- Intellivision box art
- Developer: Mattel Electronics
- Publisher: Mattel Electronics
- Designers: Hal Finney Brett Stutz
- Platforms: Intellivision, Atari 2600
- Release: Intellivision NA: December 22, 1981; EU: 1982; 2600 June 1983;
- Genre: Shoot 'em up
- Mode: Single-player

= Star Strike =

1981 video game

Star Strike is a shoot 'em up video game released by Mattel for its Intellivision console in 1981. The Intellivision's best-selling game in 1982, with over 800,000 copies sold, Star Strike was inspired by the attack on the Death Star in the 1977 film Star Wars. The player must drop bombs on alien weapons silos before Earth moves into range.

A port of Star Strike for the Atari 2600 was published under Mattel's M Network label in 1983.

==Gameplay==

Gameplay screenshot

In Star Strike, invading aliens have targeted a super-weapon on planet Earth. As soon as Earth moves into range, the weapon will be fired and destroy the planet. The player controls a spaceship launched at the invaders in an attempt to destroy the weapon before it can be fired. To do so, the player must bomb five red weapons silos in a narrow trench. If one of the silos remains when Earth is in range, the planet is doomed; George Plimpton bragged that the game depicted the "total destruction of a planet".

The player's spaceship is equipped with lasers and bombs, both in unlimited supply. The bombs will be dropped on the weapons silos, while the lasers can destroy enemy spacecraft sent to intercept the player. While the player has only one spaceship per game, the spaceship is well-armored and can take multiple hits, but each hit will cause some form of temporary damage affecting the player's control of the ship, such as decreasing its maneuverability or causing sporadic faults in the weapons systems. A hit will also cause the ship to lose altitude, making it extremely dangerous when flying low. If the player's ship collides with the trench or an alien fighter, the game ends and Earth is destroyed.

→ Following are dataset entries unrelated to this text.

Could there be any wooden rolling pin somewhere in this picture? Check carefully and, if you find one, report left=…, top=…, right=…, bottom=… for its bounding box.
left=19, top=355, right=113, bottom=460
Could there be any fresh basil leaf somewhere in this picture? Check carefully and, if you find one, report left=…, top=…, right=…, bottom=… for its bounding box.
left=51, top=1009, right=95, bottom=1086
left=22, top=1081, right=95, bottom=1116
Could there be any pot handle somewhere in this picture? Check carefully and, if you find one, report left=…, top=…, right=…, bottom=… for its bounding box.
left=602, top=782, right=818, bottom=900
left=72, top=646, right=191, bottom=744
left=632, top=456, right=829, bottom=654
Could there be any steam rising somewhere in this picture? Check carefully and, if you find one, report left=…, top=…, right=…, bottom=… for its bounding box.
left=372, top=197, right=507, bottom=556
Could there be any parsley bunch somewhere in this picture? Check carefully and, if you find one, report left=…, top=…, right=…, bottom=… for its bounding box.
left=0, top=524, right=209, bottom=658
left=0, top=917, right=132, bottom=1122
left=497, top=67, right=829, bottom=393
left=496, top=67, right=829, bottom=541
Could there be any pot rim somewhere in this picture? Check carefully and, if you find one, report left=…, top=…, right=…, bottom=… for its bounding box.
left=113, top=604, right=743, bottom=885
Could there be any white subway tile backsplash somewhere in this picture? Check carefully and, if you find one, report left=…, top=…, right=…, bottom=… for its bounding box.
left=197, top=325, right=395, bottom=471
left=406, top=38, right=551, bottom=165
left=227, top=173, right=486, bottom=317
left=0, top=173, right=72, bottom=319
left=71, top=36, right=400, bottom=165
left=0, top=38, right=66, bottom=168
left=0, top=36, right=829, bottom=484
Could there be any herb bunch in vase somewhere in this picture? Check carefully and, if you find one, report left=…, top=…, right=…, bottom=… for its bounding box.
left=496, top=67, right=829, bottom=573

The game's scoring takes the form of a countdown timer. Starting at 8000 points, the timer counts down to zero, at which point Earth is in range of the enemy weapon. When the player destroys the fifth silo, the alien vessel is destroyed and the timer stops, thus representing the player's score for that game. Points are added to the timer for each destroyed alien fighter, giving the player additional time to complete the mission.

At higher difficulty levels, each silo must be hit on its first pass. One game variation starts with zero score and points awarded for each silo and alien fighter destroyed; any missed silo ends the game.

==Legacy==
Star Strike is included in the Intellivision Lives! collection for computers and other video game consoles, like the PlayStation 2 and GameCube. In June 2010, Star Strike was made available on Microsoft's Game Room service for its Xbox 360 console and for Games for Windows Live.